Musikunterricht mit rechtsextremer Einlage: Ein Lehrer in Delmenhorst hat seine Klasse aufgefordert, ein Lied der Hitler-Jugend zu singen und dabei den Hitler-Gruß zu zeigen. Er selbst sang lautstark mit – Eltern stellten Strafanzeige. Jetzt sei der Lehrer angeblich krank.

Diese Zeilen sollten die Schüler einer zehnten Klasse am Willms-Gymnasium in Delmenhorst im Musikunterricht singen: „Wir marschieren für Hitler / Durch Nacht und durch Not / Mit der Fahne der Jugend / Für Freiheit und Brot“.

Es ist eine Passage aus dem Hitler-Jugend-Lied „Vorwärts, vorwärts“, auch bekannt unter „Unsre Fahne flattert uns voran“. Der Text stammt von Baldur von Schirach, Reichsjugendführer der Nazis. Ein Musiklehrer habe seine Schüler das Lied singen lassen, selbst lautstark mitgesungen und die Schüler außerdem dazu aufgefordert, den Hitler-Gruß zu zeigen, wie das „Delmenhorster Kreisblatt“ berichtet. Als eine Schülerin sich weigerte, habe der Lehrer sie aufgefordert mitzumachen. Ob er ihr gedroht hatte, ist nicht klar.

Die Landesschulbehörde und die Staatsanwaltschaft Oldenburg bestätigte den Vorfall. Zur Zeit des Vorfalls sei das Thema Rechtsextremismus im Unterricht behandelt worden. Später beschwerten sich einige Schüler bei der Schulleitung. Direktor Burkhard Leimbach hörte sich daraufhin beide Seiten an, er informierte die Behörde und leitete ein Disziplinarverfahren gegen den Lehrer ein.

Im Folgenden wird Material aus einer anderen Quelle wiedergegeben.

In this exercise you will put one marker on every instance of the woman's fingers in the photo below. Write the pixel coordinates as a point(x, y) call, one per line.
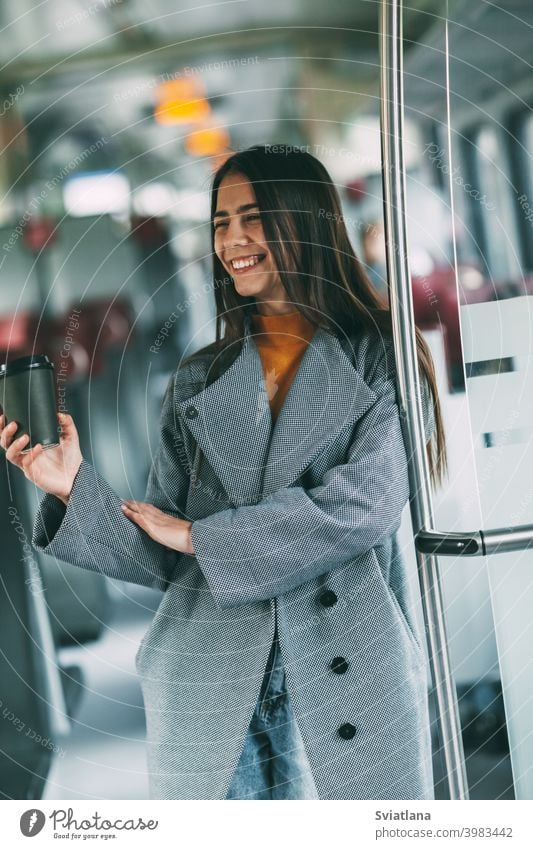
point(7, 434)
point(68, 428)
point(13, 452)
point(27, 460)
point(141, 507)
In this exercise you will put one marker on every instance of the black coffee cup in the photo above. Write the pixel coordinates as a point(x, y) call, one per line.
point(27, 396)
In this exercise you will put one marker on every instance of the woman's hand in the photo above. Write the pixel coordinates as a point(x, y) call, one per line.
point(170, 532)
point(52, 470)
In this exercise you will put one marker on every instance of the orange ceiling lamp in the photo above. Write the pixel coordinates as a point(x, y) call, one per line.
point(181, 102)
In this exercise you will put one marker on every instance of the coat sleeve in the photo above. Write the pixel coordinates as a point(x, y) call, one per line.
point(93, 533)
point(255, 552)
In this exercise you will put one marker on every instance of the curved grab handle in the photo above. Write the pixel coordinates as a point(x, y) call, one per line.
point(471, 543)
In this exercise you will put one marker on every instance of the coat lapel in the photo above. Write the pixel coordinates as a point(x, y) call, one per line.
point(327, 394)
point(231, 422)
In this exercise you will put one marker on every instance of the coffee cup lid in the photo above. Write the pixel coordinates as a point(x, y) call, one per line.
point(25, 363)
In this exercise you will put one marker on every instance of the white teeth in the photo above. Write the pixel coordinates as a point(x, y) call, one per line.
point(245, 263)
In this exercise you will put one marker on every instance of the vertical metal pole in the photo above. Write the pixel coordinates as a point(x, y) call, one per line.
point(401, 303)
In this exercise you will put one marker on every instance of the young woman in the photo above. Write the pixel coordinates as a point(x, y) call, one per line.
point(283, 660)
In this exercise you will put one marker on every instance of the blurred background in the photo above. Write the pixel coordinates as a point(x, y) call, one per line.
point(113, 118)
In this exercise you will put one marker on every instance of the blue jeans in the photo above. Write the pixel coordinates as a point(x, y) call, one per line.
point(273, 762)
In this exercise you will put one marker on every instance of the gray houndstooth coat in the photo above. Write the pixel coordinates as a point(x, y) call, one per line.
point(293, 524)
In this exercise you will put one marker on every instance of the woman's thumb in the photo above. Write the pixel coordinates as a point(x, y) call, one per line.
point(67, 424)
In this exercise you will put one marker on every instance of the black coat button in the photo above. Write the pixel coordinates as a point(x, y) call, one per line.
point(328, 598)
point(339, 665)
point(347, 731)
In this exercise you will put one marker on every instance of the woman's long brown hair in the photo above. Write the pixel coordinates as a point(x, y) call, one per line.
point(304, 227)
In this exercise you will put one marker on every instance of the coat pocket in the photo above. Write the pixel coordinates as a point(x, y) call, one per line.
point(404, 622)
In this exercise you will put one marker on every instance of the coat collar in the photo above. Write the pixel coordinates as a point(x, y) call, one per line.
point(231, 422)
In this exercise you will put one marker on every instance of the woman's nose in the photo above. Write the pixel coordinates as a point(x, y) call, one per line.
point(234, 234)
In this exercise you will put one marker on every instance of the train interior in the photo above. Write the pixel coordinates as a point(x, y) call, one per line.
point(114, 117)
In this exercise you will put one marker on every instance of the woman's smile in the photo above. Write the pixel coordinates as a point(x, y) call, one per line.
point(241, 247)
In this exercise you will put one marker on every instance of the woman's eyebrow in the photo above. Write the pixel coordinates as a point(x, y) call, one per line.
point(242, 208)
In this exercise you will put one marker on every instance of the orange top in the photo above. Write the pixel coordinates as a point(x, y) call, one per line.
point(281, 342)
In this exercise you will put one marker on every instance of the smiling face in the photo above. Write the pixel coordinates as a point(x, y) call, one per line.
point(241, 247)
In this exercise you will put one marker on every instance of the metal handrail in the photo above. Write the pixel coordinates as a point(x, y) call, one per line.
point(471, 543)
point(393, 175)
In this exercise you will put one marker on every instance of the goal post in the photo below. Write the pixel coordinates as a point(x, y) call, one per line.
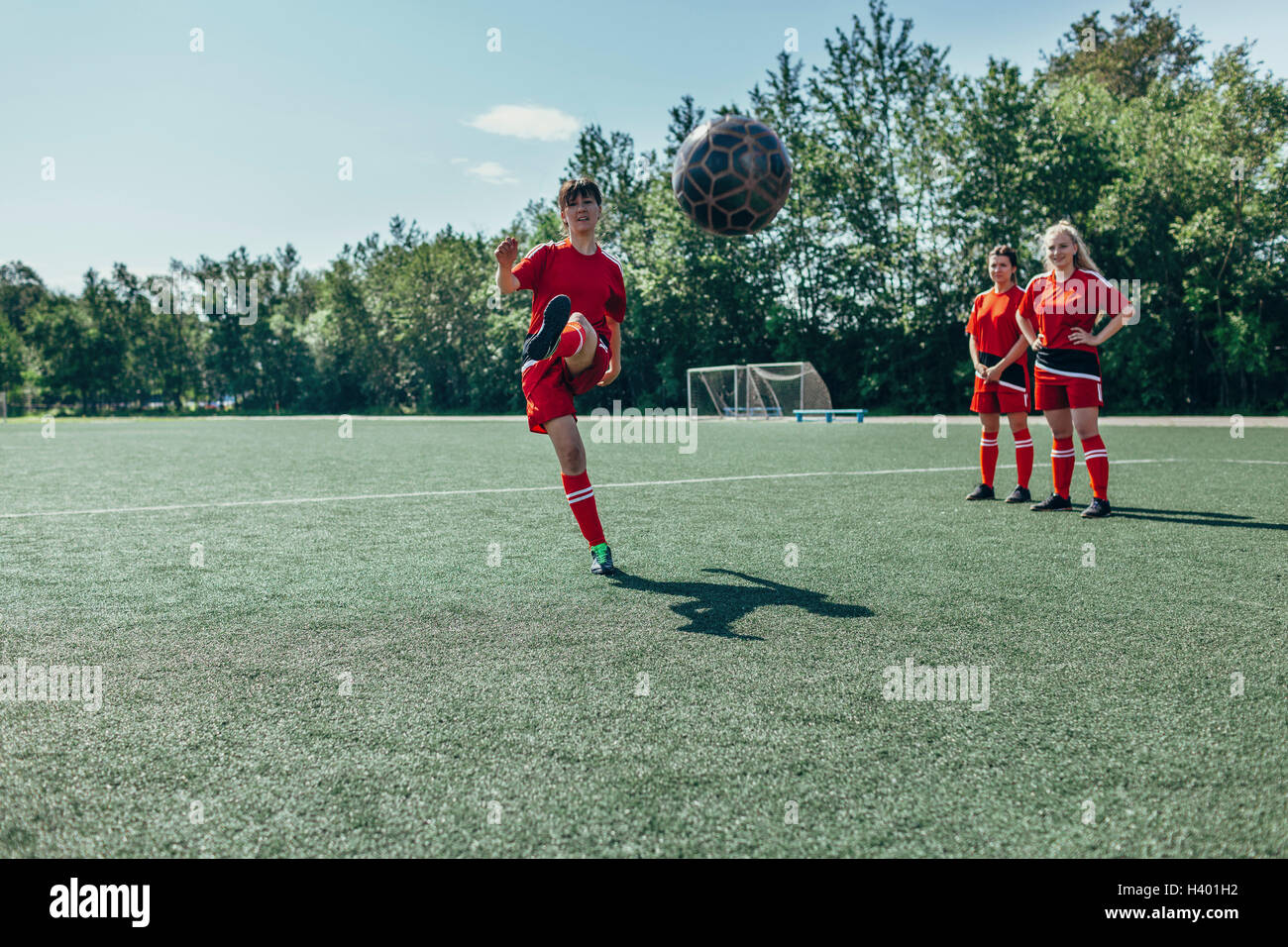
point(755, 390)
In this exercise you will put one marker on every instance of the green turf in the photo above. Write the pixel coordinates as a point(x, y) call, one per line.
point(515, 684)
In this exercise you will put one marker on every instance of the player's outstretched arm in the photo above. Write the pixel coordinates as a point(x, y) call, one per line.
point(505, 254)
point(974, 356)
point(1017, 352)
point(1026, 331)
point(1083, 338)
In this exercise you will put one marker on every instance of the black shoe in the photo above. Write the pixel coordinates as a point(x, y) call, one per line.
point(601, 561)
point(541, 344)
point(1099, 508)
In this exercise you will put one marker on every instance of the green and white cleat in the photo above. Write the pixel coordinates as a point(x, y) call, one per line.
point(601, 561)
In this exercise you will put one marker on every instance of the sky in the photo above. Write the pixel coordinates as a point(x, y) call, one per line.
point(120, 142)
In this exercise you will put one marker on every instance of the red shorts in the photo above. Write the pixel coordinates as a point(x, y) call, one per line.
point(995, 398)
point(549, 386)
point(1051, 390)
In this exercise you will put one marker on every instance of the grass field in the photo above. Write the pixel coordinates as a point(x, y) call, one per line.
point(494, 707)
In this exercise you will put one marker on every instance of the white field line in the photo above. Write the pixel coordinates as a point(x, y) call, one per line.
point(287, 501)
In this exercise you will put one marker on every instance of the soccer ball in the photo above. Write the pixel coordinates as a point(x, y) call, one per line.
point(732, 175)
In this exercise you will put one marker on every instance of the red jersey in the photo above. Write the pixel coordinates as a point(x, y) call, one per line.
point(1055, 308)
point(992, 321)
point(593, 283)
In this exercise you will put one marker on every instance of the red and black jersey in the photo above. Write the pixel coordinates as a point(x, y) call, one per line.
point(593, 283)
point(992, 324)
point(1056, 307)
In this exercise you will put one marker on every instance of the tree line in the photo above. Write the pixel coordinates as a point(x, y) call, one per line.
point(1172, 163)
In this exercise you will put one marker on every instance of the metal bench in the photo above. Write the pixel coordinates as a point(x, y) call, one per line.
point(828, 414)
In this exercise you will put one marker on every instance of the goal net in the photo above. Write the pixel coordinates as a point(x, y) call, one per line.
point(761, 389)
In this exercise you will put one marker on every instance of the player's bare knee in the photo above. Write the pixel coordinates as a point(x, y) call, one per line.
point(588, 334)
point(572, 459)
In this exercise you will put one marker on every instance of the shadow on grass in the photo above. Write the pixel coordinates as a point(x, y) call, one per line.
point(715, 605)
point(1196, 518)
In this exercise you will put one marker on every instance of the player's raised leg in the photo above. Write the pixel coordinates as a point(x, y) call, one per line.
point(1019, 421)
point(1086, 420)
point(581, 496)
point(546, 341)
point(580, 339)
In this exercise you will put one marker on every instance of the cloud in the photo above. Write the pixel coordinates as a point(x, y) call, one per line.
point(492, 172)
point(527, 121)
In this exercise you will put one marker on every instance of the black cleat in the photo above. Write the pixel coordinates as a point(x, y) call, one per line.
point(601, 561)
point(1099, 508)
point(541, 344)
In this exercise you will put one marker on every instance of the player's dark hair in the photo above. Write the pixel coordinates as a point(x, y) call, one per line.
point(579, 187)
point(1009, 253)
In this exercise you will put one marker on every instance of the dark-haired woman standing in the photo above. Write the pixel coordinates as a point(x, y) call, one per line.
point(997, 352)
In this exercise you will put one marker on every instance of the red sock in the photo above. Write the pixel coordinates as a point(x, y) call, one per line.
point(581, 500)
point(1022, 457)
point(987, 457)
point(570, 341)
point(1098, 466)
point(1061, 464)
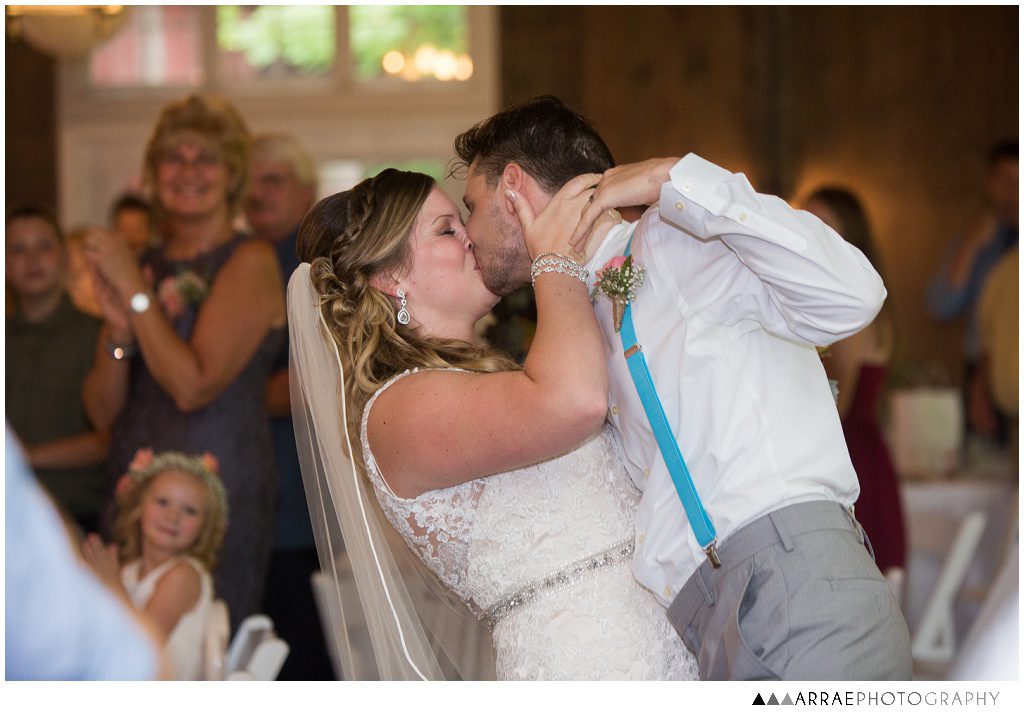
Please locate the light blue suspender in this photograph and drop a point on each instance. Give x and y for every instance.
(702, 528)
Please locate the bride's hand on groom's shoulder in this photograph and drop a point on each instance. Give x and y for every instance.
(549, 230)
(628, 184)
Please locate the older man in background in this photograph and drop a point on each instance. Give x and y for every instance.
(282, 190)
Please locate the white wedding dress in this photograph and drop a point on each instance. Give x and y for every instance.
(542, 554)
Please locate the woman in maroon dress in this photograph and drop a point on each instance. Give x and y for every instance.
(859, 365)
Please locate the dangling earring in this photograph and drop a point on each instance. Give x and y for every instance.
(403, 317)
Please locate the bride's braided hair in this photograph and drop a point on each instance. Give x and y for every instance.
(350, 237)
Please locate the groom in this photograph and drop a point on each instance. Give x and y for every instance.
(738, 290)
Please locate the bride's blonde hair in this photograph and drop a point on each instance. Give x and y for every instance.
(350, 237)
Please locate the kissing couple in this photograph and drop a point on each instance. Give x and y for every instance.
(662, 491)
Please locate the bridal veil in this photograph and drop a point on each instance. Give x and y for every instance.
(388, 617)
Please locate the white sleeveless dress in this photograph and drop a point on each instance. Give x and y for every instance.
(543, 554)
(184, 645)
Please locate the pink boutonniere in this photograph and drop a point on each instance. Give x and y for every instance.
(619, 280)
(177, 292)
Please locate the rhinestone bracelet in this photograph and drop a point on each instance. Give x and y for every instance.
(557, 263)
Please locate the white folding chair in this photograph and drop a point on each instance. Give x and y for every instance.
(990, 649)
(216, 640)
(257, 653)
(934, 640)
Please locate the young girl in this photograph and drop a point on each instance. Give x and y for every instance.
(172, 513)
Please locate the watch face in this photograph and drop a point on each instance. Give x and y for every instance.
(139, 302)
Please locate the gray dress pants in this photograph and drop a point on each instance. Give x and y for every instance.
(798, 597)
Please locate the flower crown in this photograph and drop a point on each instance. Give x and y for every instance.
(145, 464)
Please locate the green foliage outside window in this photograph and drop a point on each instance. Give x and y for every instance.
(376, 30)
(296, 38)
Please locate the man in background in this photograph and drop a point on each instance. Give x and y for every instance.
(50, 345)
(957, 284)
(283, 186)
(131, 217)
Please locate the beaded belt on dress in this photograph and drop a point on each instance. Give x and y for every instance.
(574, 573)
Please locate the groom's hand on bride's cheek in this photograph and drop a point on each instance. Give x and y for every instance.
(629, 184)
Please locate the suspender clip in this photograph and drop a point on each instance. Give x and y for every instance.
(713, 554)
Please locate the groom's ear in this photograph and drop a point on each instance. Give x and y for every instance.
(513, 178)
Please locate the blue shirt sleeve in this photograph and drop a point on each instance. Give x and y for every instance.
(61, 623)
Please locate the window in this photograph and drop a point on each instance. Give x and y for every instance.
(412, 43)
(274, 41)
(162, 45)
(314, 72)
(159, 45)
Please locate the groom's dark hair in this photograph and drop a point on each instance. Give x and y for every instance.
(547, 138)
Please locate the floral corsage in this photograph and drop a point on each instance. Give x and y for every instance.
(619, 280)
(177, 292)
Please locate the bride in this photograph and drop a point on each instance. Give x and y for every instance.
(500, 479)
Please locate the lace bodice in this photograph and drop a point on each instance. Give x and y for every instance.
(493, 539)
(486, 537)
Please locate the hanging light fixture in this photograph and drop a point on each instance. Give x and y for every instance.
(65, 32)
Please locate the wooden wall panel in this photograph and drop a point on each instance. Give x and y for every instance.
(899, 103)
(30, 135)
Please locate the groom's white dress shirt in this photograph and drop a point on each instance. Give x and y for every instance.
(739, 288)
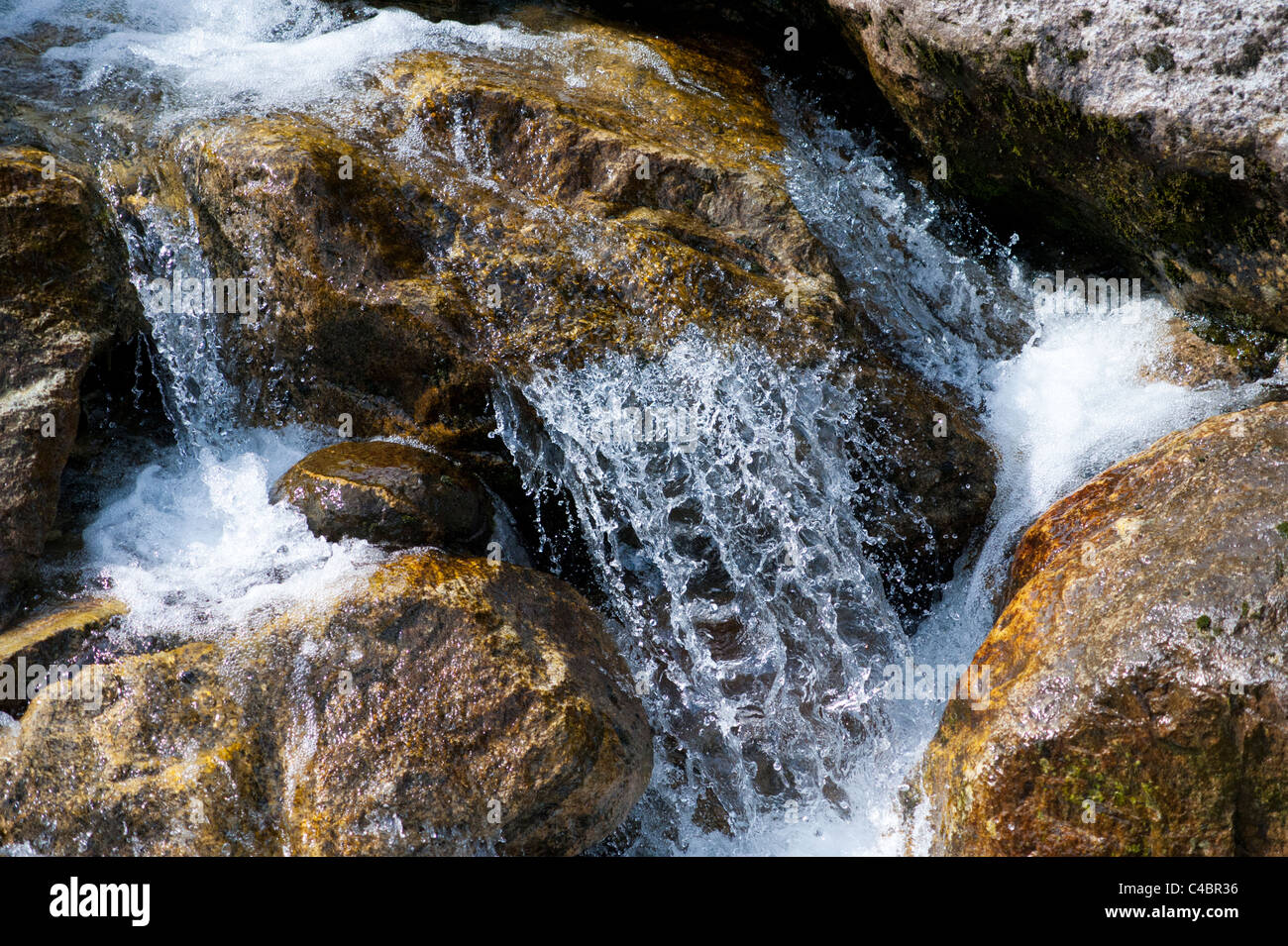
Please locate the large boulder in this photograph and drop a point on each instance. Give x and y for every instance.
(544, 202)
(39, 649)
(446, 705)
(1154, 132)
(387, 493)
(1138, 692)
(64, 296)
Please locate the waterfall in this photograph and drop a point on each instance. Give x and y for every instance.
(711, 484)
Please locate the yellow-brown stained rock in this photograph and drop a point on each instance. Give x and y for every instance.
(64, 293)
(1138, 687)
(446, 705)
(387, 493)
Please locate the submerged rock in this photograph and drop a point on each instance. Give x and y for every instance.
(387, 493)
(64, 293)
(1155, 133)
(1138, 687)
(1190, 361)
(446, 706)
(44, 644)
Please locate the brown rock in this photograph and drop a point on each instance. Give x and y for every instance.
(64, 293)
(1193, 362)
(1138, 687)
(166, 761)
(47, 641)
(487, 704)
(447, 706)
(1142, 132)
(608, 214)
(387, 493)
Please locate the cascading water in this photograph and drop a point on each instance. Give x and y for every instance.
(711, 484)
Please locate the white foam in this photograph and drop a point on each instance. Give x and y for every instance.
(194, 547)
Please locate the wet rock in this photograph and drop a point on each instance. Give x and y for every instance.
(487, 704)
(1151, 132)
(446, 706)
(64, 295)
(387, 493)
(927, 486)
(1190, 361)
(533, 205)
(44, 644)
(146, 756)
(1137, 681)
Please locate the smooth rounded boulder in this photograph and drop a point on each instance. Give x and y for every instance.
(1150, 133)
(390, 494)
(1138, 699)
(442, 706)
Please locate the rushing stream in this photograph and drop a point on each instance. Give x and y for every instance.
(737, 516)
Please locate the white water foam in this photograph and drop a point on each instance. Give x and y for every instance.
(750, 528)
(194, 547)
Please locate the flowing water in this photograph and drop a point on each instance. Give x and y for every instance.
(726, 543)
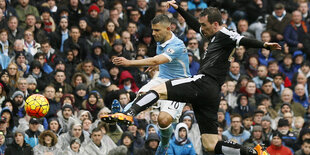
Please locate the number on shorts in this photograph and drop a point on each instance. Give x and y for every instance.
(175, 105)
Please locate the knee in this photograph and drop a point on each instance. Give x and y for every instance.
(164, 120)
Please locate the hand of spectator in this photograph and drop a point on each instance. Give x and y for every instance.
(272, 46)
(152, 69)
(279, 36)
(121, 61)
(173, 4)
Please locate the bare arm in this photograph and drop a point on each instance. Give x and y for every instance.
(153, 61)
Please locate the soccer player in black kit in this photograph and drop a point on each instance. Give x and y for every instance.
(203, 90)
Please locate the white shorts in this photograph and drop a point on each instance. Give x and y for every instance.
(171, 107)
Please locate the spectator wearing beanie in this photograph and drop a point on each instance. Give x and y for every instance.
(80, 95)
(277, 147)
(19, 146)
(92, 18)
(64, 116)
(288, 138)
(150, 145)
(256, 138)
(267, 127)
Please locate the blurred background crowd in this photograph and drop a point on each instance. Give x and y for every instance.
(63, 50)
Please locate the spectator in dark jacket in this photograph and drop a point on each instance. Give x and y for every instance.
(150, 145)
(295, 33)
(19, 146)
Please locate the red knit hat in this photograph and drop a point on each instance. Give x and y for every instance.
(93, 7)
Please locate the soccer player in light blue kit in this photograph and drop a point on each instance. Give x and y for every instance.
(172, 58)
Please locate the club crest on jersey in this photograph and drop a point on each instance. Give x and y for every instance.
(170, 50)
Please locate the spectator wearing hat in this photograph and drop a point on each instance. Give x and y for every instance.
(110, 34)
(89, 70)
(7, 133)
(287, 97)
(268, 90)
(243, 106)
(236, 132)
(64, 116)
(60, 82)
(300, 95)
(60, 35)
(32, 134)
(295, 36)
(193, 64)
(277, 22)
(97, 146)
(180, 143)
(258, 115)
(80, 95)
(92, 104)
(48, 21)
(267, 128)
(18, 102)
(24, 8)
(247, 122)
(278, 83)
(287, 66)
(4, 92)
(256, 138)
(262, 74)
(3, 146)
(103, 83)
(289, 138)
(75, 131)
(76, 11)
(40, 56)
(96, 36)
(19, 146)
(304, 148)
(298, 58)
(47, 143)
(20, 59)
(76, 39)
(277, 147)
(127, 82)
(37, 76)
(150, 145)
(75, 147)
(50, 93)
(92, 17)
(98, 56)
(54, 126)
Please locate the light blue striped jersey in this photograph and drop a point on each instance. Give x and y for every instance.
(175, 50)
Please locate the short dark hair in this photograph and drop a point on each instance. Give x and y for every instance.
(161, 19)
(214, 15)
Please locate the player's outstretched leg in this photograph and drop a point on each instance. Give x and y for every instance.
(139, 104)
(166, 130)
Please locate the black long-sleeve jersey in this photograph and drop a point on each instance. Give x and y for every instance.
(215, 61)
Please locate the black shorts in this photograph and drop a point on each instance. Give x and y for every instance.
(204, 94)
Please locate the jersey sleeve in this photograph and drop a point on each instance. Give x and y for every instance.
(231, 37)
(172, 52)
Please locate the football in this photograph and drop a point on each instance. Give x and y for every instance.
(36, 106)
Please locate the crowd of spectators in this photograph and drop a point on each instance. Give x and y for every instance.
(63, 50)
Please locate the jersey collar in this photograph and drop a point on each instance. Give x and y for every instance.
(168, 41)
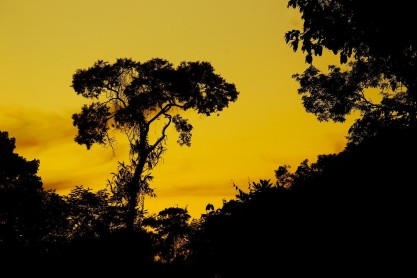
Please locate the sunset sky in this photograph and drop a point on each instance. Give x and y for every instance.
(44, 42)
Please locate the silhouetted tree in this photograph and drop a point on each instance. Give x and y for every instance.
(140, 99)
(20, 197)
(170, 228)
(377, 42)
(91, 214)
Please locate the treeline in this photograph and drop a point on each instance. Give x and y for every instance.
(345, 214)
(349, 214)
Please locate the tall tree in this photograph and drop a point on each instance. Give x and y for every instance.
(377, 42)
(139, 99)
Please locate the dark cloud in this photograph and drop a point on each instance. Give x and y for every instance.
(34, 128)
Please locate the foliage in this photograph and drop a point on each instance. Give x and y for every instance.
(139, 99)
(377, 43)
(170, 229)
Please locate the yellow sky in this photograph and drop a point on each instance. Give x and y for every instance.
(44, 42)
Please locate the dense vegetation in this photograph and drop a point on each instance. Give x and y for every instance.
(346, 214)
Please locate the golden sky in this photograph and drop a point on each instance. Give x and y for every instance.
(44, 42)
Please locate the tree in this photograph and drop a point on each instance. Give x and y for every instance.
(133, 98)
(171, 230)
(22, 219)
(377, 43)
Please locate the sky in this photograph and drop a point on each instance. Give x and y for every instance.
(44, 42)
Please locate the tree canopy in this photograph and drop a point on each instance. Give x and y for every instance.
(132, 97)
(377, 41)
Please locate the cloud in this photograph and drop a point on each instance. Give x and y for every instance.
(36, 129)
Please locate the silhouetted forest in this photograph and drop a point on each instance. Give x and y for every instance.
(346, 214)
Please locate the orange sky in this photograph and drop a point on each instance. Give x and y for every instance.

Der Vorfall habe sich bereits Anfang Februar ereignet, so eine Sprecherin der Landesschulbehörde in Lüneburg. Der Musiklehrer sei offenbar „ziemlich unbedarft“ gewesen und habe zu seiner Verteidigung gesagt, er habe das Lied „zu Demonstrationszwecken“ singen lassen. Ein Verkehren in der rechten Szene sei von ihm „nicht bekannt“.Bestätigt wurde auch, dass Eltern Strafanzeige wegen Volksverhetzung stellten. Die Staatsanwaltschaft habe die Ermittlungen allerdings inzwischen eingestellt. Das bloße Singen des Liedes sei keine Volksverhetzung, sagte Staatsanwalt Rainer du Mesnil de Rochemont dem „Delmenhorster Kreisblatt“.

Das Lied sei zwar in der „Öffentlichkeit“ verboten, dennoch sei der Unterricht „etwas Anderes“. Der Lehrer hat sich nun erst einmal krank gemeldet -nach seiner Rehabilitation könne er wieder in den Unterricht zurückkehren, so die zuständige Behörde. Ob er jedoch an die gleiche Schule wie zuvor zurückkehren wird, sei noch unklar.